The Communication of 10 June 1981 contained this:
We have nothing to hide and certainly nothing to be ashamed of, but we object to having our affairs investigated by outsiders. We would be able to answer many of the questions likely to be asked, if not all of them, but we have found that silence is the best practice. Comment or correction only breeds further enquiry and leads to the publicity we seek to avoid. We respect and do not comment on the attitudes of other organizations. It is unfortunate that sometimes they are less respectful of ours. If therefore any of you is approached by any reporter… you will only be carrying out our practice if you gently decline to comment. Do not be drawn into argument or defence, however … Remember the Antient Charge, ‘Behaviour in Presence of Strangers, Not Masons’: You shall be cautious in your words and carriage, that the most penetrating stranger shall not be able to discover or find out what is not proper to be intimated; and sometimes you shall divert a discourse, and manage it prudently for the honour of the worshipful fraternity…
This warning was issued by no less a figure than the Pro Grand Master, Brother the Rt Hon the Earl Cadogan, sitting as president of the Brotherhood’s Board of General Purposes. The reminder of possible disciplinary action against Freemasons who contravene Antient Charge VI.4 was not provoked solely by the United Grand Lodge’s concern about my own enquiries. London Weekend Television had recently discussed in its Credo programme whether Freemasonry was compatible with Christianity, and the fact that several Freemasons of grand rank* had taken part in the programme had caused a storm within the Brotherhood.
A non-Mason such as I, working for information against this kind of organized secrecy, newly reinforced by stern warnings, would be hard put to obtain anything in certain areas of the subject without the assistance of at least some genuinely motivated ‘moles’.
I was fortunate to have established within a few months an entire network of moles. The information this led me to was as startling as it was disturbing.
After my first book appeared in 1976, the London Evening News, which serialized it, received a letter from the Freemason director of a chain of bookshops, stating that he was so enraged by evidence I had produced linking Freemasons to the Jack the Ripper case that not only would he physically attack me if we should ever meet (referring to me as ‘this specimen’), he would never stock the book and would do all in his power to wreck its distribution to shops not owned by him. To some extent he succeeded. Although after the serialization it was in high demand, and quickly climbed to the top of the bestseller lists, I was soon receiving letters from would-be readers asking where it could be bought. Despite continuing demand for the book (it was reprinted in 1977, 1978, 1979, twice in 1981 and again in 1982) it cannot be found in branches of this particular chain. Many Freemason managers of other bookshops refuse point-blank to stock it.
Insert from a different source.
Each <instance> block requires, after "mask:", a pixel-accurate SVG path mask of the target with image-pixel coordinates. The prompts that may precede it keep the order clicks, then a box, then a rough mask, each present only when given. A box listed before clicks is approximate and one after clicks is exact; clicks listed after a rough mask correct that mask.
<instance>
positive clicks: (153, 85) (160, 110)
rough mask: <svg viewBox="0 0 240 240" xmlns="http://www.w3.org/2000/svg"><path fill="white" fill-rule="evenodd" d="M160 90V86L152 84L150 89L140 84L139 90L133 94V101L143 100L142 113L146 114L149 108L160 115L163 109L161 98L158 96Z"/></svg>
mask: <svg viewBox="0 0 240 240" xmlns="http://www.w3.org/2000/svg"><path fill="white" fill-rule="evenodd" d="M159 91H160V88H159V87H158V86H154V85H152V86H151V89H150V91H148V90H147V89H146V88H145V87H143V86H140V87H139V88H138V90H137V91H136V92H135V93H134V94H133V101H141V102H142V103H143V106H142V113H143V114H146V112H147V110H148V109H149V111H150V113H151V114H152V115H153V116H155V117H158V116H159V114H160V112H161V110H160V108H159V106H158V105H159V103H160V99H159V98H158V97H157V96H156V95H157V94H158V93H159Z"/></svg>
Many previous books on Freemasonry have been published. Many, chiefly those by Masons themselves, are still in print after several years. It is interesting to see how many outsiders’ works on the Brotherhood have gone quickly out of print despite continuing demand for them.
It is inevitable that many Freemasons will object to this book, if only because it overturns some cherished masonic beliefs. At least readers will be aware of the reason why, if it is in demand, all manner of excuses will be made by some booksellers for not stocking it.